MM. les juges Borella, Président, Rüedi et Kernen. Greffier : M. Beauverd
Arrêt du 17 décembre 2001
 
dans la cause
 
Caisse nationale suisse d'assurance en cas d'accidents, Fluhmattstrasse 1, 6004 Lucerne, recourante,
 
contre
 
I.________, intimé, représenté par Me Pierre Vuille, avocat, rue Bellot 9, 1206 Genève,
 
et
 
Tribunal administratif du canton de Genève, Genève
 
A.- I.________, né en 1937, a travaillé en qualité de monteur de pneumatiques au service de la société P.________ SA. A ce titre, il était obligatoirement assuré contre le risque d'accident auprès de la Caisse nationale suisse d'assurance en cas d'accidents (CNA).
Le 16 novembre 1997, il a été victime d'un accident de la circulation, au cours duquel il a subi un arrachement traumatique du tendon rotulien droit, blessure qui a nécessité une hospitalisation du 16 au 22 novembre 1997. La CNA a pris en charge le cas.
Par décision du 3 décembre 1999, confirmée par décision sur opposition du 15 juin 2000, elle a accordé à l'assuré, à partir du 1er juillet 1999, une rente d'invalidité fondée sur un taux d'incapacité de gain de 33,33 %. En outre, elle lui a alloué une indemnité pour atteinte à l'intégrité fondée sur une diminution de l'intégrité de 10 %.
 
B.- Saisi d'un recours, le Tribunal administratif du canton de Genève a annulé la décision sur opposition, dans la mesure où elle concerne le droit à la rente d'invalidité.
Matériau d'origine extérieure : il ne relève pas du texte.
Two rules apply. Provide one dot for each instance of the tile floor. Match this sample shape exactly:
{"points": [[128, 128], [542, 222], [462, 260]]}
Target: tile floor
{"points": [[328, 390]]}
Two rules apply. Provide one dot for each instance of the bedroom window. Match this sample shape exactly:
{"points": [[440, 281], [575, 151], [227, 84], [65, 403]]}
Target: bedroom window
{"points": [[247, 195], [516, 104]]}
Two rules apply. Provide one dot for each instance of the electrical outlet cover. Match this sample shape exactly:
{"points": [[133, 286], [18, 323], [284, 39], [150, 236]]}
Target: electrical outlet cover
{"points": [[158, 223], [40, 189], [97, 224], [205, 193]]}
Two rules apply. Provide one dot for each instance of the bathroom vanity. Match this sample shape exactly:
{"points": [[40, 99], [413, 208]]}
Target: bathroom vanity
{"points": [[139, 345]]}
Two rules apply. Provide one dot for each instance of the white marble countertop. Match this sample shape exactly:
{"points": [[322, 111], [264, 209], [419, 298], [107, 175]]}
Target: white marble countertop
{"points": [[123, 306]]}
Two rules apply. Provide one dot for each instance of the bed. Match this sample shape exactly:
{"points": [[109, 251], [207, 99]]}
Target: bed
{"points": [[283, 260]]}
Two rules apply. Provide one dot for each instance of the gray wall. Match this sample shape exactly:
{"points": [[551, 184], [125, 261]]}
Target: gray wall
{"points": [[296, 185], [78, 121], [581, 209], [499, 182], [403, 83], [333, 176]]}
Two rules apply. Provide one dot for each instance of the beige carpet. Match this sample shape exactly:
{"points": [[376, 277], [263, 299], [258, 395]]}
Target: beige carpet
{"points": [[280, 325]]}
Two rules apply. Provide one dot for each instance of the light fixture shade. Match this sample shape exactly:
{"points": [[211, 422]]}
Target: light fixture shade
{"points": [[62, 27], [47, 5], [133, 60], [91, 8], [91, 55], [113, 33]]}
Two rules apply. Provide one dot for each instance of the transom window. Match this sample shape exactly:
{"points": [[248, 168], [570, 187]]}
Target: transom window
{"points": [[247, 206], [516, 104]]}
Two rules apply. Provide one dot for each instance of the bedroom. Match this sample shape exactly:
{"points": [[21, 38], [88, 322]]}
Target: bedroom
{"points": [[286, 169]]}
Il a renvoyé la cause à la CNA pour qu'elle fixe à nouveau le taux d'incapacité de gain, après avoir complété l'instruction au sujet du gain d'invalide.
 
C.- La CNA interjette recours de droit administratif contre ce jugement, en concluant à son annulation dans la mesure où il admet partiellement le recours de l'assuré.
I.________ conclut, sous suite de dépens, au rejet du recours, ce que propose implicitement la juridiction cantonale.
L'Office fédéral des assurances sociales a renoncé à se déterminer.
 
Considérant en droit :
 
1.- Le litige porte sur le taux d'invalidité de l'intimé découlant des suites de l'accident du 16 novembre 1997.
 
a) Le jugement entrepris expose de manière exacte et complète les dispositions légales et les principes jurisprudentiels relatifs à l'objet de l'assurance, à la causalité naturelle et adéquate, ainsi qu'à la notion d'invalidité. Il suffit donc d'y renvoyer.
 
b) En ce qui concerne le gain d'invalide, la jurisprudence considère qu'il doit être évalué avant tout en fonction de la situation professionnelle concrète de l'assuré. Si l'activité exercée après la survenance de l'atteinte à la santé repose sur des rapports de travail particulièrement stables, qu'elle met pleinement en valeur la capacité de travail résiduelle exigible et que le gain obtenu, qui correspond au travail effectivement fourni, ne contient pas d'élément de salaire social, c'est le revenu effectivement réalisé qui doit être pris en compte pour fixer le revenu d'invalide (ATF 126 V 76 consid. 3b/aa, 117 V 18 consid. 2c/aa, et les références).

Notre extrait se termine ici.